Diagnostic techniques

Squash Preparations: Long (120-200 × 35-60 µm) and short (70-120 × 35-60 µm) ovoid spores with multi-layered refractive cell wall (with one layer consisting of numerous jointed plates) and with contents varying between small uniform globules to large globules located in one continuous line and surrounded by a few small globules (Henttonen et al. 1997). Henttonen et al. (1994) reported four distinct mature forms: long with pointed ends, long with rounded ends, short with pointed ends and short and slightly curved . The nuclei within the spores are difficult to observe because stains penetrate through the cell wall and into the cytoplasm very weakly. Spores predominantly occur in the abdominal muscle and/or in the epidermal connective tissue below the carapace and sometimes in the gills. Spores are visible in crayfish preserved in 5-10% formalin or cooked when tissue samples were treated with 10% KOH on the slide prior to applying the coverslip.

Methods of control

Methods of transmission are not understood and experimental exposure by feeding Psorospermium-infected crayfish tissues to juvenile P. clarkii and P. zonangulus has had limited success (Henttonen et al. 1997). No known methods of control.

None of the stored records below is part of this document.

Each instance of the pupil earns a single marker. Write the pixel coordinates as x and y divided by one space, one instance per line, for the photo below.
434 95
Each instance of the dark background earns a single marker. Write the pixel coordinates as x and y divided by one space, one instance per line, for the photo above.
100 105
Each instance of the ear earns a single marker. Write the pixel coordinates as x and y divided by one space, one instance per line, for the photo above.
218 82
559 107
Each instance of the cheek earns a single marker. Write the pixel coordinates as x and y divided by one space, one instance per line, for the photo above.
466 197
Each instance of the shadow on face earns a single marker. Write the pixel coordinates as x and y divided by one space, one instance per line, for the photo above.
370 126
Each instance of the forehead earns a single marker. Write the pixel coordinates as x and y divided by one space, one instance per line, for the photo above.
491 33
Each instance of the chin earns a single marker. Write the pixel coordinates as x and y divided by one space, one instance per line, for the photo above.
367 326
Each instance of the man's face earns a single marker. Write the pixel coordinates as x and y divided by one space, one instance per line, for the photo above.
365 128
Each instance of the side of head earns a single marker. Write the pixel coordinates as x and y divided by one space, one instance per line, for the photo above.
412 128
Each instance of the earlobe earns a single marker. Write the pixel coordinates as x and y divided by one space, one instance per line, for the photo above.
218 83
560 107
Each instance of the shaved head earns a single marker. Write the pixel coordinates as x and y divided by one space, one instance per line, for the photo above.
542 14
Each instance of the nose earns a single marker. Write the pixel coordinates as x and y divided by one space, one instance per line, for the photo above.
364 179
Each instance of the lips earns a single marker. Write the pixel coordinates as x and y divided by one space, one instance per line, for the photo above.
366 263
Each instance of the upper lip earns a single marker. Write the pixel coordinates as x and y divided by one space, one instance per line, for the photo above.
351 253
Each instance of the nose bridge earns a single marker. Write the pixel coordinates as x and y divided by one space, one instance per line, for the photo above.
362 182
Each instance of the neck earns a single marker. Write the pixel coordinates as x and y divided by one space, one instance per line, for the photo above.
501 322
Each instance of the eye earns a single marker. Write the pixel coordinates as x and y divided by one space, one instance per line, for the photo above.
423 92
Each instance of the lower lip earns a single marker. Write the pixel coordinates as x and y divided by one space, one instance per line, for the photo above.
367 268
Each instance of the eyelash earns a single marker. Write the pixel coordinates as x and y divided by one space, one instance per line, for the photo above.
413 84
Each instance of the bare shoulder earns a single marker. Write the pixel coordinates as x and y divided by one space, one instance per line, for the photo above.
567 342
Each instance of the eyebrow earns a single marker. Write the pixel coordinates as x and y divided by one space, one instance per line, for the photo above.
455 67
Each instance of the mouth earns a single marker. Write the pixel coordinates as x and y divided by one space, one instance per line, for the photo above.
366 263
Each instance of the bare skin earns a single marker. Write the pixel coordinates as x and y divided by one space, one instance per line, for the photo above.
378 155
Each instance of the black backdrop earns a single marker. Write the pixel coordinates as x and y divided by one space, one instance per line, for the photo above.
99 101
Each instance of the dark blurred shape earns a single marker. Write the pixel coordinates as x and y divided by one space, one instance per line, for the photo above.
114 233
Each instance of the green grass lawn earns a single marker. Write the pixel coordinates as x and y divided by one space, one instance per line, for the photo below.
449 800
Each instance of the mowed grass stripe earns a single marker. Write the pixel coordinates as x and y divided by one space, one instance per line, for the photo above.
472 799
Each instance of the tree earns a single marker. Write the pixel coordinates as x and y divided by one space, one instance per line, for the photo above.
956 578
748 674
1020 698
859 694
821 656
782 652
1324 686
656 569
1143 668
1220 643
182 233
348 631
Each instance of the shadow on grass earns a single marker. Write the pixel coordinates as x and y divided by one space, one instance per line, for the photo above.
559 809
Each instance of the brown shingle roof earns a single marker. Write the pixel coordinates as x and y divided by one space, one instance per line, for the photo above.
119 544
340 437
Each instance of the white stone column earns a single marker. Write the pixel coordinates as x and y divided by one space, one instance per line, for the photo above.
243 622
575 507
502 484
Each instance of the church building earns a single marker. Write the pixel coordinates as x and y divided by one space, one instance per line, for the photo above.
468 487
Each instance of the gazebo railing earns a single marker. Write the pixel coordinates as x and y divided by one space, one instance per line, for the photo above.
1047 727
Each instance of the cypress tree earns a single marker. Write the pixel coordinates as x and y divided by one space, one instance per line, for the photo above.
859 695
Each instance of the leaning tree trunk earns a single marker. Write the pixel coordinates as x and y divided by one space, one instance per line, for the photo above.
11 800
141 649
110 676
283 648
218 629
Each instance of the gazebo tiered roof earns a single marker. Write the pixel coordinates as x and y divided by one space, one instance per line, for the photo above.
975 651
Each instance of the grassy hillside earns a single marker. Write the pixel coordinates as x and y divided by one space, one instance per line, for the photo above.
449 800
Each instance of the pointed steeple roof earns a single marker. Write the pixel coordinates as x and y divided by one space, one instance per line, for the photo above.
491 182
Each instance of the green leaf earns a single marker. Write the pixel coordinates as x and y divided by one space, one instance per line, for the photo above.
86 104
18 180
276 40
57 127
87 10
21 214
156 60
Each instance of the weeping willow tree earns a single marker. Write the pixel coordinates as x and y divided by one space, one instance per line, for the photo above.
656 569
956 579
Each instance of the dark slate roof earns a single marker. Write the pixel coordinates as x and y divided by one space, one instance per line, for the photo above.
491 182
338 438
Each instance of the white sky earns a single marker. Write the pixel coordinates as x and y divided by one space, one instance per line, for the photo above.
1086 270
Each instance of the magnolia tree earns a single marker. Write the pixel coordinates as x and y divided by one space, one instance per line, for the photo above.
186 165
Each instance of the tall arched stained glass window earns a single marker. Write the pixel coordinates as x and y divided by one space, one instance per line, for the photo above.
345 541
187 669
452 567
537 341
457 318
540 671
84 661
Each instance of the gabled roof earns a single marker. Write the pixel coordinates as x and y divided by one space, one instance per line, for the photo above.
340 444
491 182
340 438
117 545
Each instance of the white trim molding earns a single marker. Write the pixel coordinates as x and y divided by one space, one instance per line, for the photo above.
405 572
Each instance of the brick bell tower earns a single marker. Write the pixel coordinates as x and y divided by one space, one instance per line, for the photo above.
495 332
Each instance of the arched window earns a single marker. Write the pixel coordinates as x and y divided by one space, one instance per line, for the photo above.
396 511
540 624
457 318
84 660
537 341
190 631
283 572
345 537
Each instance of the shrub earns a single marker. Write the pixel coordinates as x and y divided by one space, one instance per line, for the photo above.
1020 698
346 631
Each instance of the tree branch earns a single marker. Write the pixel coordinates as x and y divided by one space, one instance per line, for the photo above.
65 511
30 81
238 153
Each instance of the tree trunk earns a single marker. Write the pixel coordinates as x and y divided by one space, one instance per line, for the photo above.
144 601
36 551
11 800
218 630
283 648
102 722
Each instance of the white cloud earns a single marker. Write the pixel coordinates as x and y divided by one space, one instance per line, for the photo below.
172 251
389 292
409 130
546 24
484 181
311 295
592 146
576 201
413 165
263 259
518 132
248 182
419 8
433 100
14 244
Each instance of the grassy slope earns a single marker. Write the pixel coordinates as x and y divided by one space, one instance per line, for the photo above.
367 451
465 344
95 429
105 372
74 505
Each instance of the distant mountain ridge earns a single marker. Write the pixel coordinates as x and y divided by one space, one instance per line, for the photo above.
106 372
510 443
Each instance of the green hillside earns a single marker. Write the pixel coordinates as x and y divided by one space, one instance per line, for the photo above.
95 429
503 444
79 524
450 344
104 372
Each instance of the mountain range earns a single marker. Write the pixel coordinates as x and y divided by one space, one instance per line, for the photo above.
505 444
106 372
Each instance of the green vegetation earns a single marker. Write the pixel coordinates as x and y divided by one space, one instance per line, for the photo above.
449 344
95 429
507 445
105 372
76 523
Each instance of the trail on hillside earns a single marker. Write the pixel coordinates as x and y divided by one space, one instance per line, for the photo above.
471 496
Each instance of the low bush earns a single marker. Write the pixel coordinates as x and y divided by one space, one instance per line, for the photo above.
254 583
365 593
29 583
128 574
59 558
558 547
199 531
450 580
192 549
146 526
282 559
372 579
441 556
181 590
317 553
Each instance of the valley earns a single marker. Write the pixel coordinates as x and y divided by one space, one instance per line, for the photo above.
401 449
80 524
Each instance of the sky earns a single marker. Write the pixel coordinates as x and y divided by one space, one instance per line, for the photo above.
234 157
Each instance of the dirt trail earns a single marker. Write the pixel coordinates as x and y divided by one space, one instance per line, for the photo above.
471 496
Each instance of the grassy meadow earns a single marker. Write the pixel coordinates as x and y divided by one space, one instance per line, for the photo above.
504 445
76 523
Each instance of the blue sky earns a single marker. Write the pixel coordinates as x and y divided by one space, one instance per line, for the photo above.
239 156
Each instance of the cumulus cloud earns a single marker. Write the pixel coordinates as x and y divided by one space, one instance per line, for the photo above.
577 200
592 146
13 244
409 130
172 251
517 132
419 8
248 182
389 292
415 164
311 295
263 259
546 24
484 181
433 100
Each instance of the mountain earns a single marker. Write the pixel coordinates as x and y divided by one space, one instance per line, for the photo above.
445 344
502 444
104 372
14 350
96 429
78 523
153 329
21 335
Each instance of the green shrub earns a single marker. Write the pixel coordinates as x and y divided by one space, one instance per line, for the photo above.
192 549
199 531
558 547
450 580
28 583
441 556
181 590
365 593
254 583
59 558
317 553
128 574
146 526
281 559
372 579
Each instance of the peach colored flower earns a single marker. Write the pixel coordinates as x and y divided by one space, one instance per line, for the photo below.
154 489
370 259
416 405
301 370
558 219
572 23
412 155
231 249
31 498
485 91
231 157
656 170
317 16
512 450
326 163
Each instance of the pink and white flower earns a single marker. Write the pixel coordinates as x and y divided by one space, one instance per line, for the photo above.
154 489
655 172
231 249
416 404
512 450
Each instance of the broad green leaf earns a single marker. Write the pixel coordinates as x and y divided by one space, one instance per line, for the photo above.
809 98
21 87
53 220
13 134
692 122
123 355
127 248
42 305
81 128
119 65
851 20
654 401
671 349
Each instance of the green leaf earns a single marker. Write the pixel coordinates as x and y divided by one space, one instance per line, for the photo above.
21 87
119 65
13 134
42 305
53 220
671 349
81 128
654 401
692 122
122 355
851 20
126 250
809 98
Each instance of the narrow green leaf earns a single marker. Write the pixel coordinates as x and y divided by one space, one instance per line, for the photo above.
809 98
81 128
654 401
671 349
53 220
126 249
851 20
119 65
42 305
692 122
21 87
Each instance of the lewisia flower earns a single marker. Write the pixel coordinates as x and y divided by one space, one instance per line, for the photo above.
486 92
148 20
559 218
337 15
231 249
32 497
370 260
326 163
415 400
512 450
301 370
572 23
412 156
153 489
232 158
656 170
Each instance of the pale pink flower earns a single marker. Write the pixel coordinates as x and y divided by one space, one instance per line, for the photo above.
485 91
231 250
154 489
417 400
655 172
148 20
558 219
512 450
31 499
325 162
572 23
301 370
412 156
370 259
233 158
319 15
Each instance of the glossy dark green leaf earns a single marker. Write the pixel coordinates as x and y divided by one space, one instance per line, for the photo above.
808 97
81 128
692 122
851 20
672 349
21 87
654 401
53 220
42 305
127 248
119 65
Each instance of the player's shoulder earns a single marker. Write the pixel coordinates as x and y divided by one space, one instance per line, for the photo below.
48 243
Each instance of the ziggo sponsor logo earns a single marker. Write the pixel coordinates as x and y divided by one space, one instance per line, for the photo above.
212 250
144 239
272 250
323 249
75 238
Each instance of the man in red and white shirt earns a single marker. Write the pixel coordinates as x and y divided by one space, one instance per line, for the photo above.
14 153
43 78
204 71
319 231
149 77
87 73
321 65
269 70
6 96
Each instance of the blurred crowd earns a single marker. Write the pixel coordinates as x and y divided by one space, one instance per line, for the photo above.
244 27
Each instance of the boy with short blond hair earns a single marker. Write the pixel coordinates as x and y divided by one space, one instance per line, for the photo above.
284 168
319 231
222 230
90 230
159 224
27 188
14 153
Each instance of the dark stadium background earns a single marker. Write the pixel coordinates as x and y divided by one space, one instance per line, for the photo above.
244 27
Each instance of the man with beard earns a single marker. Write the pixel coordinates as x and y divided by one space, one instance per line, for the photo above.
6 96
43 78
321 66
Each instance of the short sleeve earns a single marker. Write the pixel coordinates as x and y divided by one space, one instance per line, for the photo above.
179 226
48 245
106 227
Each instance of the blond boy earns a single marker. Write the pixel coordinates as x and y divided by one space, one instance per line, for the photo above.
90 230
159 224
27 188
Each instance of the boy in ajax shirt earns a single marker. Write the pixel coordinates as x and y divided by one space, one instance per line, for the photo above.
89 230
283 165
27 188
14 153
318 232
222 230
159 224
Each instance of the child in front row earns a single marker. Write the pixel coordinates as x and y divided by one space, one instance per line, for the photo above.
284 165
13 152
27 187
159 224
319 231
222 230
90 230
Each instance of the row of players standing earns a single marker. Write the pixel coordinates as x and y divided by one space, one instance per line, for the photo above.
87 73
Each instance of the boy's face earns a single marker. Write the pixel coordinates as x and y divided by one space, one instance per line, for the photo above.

Aiken, D. 1989. Marron fungus? World Aquaculture 20: 6-7.

Evans, L.H. and B.F. Edgerton. 2002. Pathogens, parasites and commensals; Chapter 10. In: Holdich, D.M. (ed.) Biology of Freshwater Crayfish. Blackwell Sciences Ltd., Oxford, England. pp. 377-438.

Henttonen, P. and O.V. Lindqvist. 1992. Incidence of Psorospermium sp. in several cultivated populations of crayfishes, Procambarus spp. (Decapoda, Cambaridae), in southern Louisiana. Journal of the World Aquaculture Society 23: 31-37.

Henttonen, P., J.V. Huner and O.V. Lindqvist. 1994. Occurrence of Psorospermium sp. in several North American crayfish species, with comparative notes on Psorospermium haeckeli in the European crayfish, Astacus astacus. Aquaculture 120: 209-218.

Henttonen, P., J.V. Huner, P. Rata and O.V. Lindqvist. 1997. A comparison of the known life forms of Psorospermium spp. in freshwater crayfish (Arthropoda, decapoda) with emphasis on Astacus astacus L. (Astacidae) and Procambarus clarkii (Girard) (Cambaridae). Aquaculture 149: 15-30.

Citation Information

Bower, S.M. (2006): Synopsis of Infectious Diseases and Parasites of Commercially Exploited Shellfish: Psorospermium sp. (Protozoan Infection) of American Crayfish.